American Dream (« Le rêve américain ») livre en effet, à un siècle d’intervalle, le portrait d’une Amérique qui semble décidément éternelle. Et la présentation par chapitres, au nombre de 13, accentue cette impression de lire là, dans ces différentes vitrines, les fondements de ce qui constitue encore aujourd’hui à la fois l’identité, l’âme, les travers aussi, de la première puissance mondiale. La période retenue, qui court de 1900 à 1930, correspond à celle de l’arrivée massive d’immigrés sur ce vaste territoire qui reste encore à conquérir et à faire fructifier. Européens, Russes débarquent sur le nouveau continent en quête d’une vie meilleure. Les cartes postales témoigneront de cette vie sinon meilleure, du moins nouvelle, ce qui explique le véritable engouement pour ce medium au début du XXe siècle. « Selon le service postal des Etats-Unis, près d’1 milliard de cartes postales ont été envoyées en 1913, soit dix fois le nombre des Américains », nous indique-t-on dans l’introduction à l’exposition. Laquelle se décline donc selon 13 thèmes, au nombre desquels La terre promise, Les travaux domestiques, Les enfants, Les femmes, Les sorties, Les situations rurales, etc.

Vieil homme afro-américain au chapeau haut-de-forme (autour de 1915).(Courtesy Anthony d'Offray, Londres)

Vieil homme afro-américain au chapeau haut-de-forme (autour de 1915).
(Courtesy Anthony d'Offray, Londres)

« Il est fascinant de constater que tout est déjà là », reprend Anthony d’Offay en montrant successivement les cartes postales d’un bébé qui semble jouer avec un revolver, d’un autre nourrisson à peine visible assis au milieu d’une dizaine de citrouilles plus grosses que lui, d’une table où sont alignées des piles de pièces de monnaie, d’une tornade, des usines Ford et Cadillac, de l’Oncle Sam, de victimes de grèves particulièrement meurtrières sans oublier les incontournables cartes postales de blancs grimés en noirs ou de sympathisants du Ku Klux Klan en habit de cérémonie. Violence, prolifération des armes à feu, argent, prospérité, religion, racisme… L’histoire américaine se lit sous nos yeux, à travers des scènes banales du quotidien, à travers le témoignage des citoyens eux-mêmes qui soit faisaient appel à un photographe professionnel soit se prenaient eux-mêmes en photo ou leurs proches ou l’objet de leur fierté. Le lancement par la firme Kodak d’un appareil simple et bon marché capable de produire des négatifs en format carte postale ayant grandement facilité, entretenu et même amplifié ce recours à la carte postale comme moyen de communication.

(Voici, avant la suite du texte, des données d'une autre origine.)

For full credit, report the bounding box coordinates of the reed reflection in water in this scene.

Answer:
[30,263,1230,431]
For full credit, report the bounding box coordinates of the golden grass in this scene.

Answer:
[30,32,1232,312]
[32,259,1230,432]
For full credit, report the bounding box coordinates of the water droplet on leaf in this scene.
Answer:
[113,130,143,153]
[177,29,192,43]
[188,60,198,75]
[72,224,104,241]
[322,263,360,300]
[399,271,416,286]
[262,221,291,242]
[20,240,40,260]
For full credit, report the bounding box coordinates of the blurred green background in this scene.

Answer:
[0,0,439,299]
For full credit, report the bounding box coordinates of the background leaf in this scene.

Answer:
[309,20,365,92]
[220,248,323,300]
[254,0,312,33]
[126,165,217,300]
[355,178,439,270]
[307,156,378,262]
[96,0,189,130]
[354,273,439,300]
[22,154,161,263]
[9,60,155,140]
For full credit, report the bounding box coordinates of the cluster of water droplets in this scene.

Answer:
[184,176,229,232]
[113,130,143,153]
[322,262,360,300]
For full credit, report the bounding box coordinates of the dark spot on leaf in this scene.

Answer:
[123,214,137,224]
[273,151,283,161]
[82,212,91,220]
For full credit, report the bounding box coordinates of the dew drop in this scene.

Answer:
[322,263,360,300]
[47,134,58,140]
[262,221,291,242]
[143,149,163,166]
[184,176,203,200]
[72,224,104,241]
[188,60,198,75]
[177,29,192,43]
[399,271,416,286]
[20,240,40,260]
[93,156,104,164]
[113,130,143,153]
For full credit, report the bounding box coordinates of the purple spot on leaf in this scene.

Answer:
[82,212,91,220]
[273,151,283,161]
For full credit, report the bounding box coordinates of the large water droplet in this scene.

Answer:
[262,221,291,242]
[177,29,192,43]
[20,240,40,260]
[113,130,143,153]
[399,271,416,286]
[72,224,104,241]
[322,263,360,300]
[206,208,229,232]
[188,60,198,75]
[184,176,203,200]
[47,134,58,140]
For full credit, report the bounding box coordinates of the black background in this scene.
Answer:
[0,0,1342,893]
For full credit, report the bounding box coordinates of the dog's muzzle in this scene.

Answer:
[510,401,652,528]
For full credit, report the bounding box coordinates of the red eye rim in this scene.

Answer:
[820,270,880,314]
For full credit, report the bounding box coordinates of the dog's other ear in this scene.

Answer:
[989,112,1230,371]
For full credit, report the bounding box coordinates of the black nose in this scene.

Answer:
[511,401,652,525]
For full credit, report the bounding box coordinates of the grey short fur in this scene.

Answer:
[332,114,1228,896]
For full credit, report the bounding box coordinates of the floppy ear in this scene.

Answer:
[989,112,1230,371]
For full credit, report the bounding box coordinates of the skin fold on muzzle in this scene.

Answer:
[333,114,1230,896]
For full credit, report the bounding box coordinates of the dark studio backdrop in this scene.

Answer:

Ces plus de 200 cartes postales photographiques permettent ainsi de donner une réalité à ce que l’on a appelé l’American Dream, avec ce que cela comporte d’humour (à l’instar de cette carte postale représentant, au rayon Sorties, un bal de cow-boys, en 1914), de drames (on voit notamment des cartes postales de personnes s’étant suicidées), d’injustices (avec ces cartes postales montrant les conditions de vie des noirs qui s’entassent dans des baraquements de guingois) mais surtout d’espoir. « Un espoir dont il est intéressant de prendre à nouveau la mesure en ces temps de crise économique », nous dit Anthony d’Offay, en guise de verso à ces cartes postales qui donnent à voir l’esprit de l’Amérique.

Cireur de chaussures (autour de 1910).(Courtesy Anthony d'Offray, Londres)

Cireur de chaussures (autour de 1910).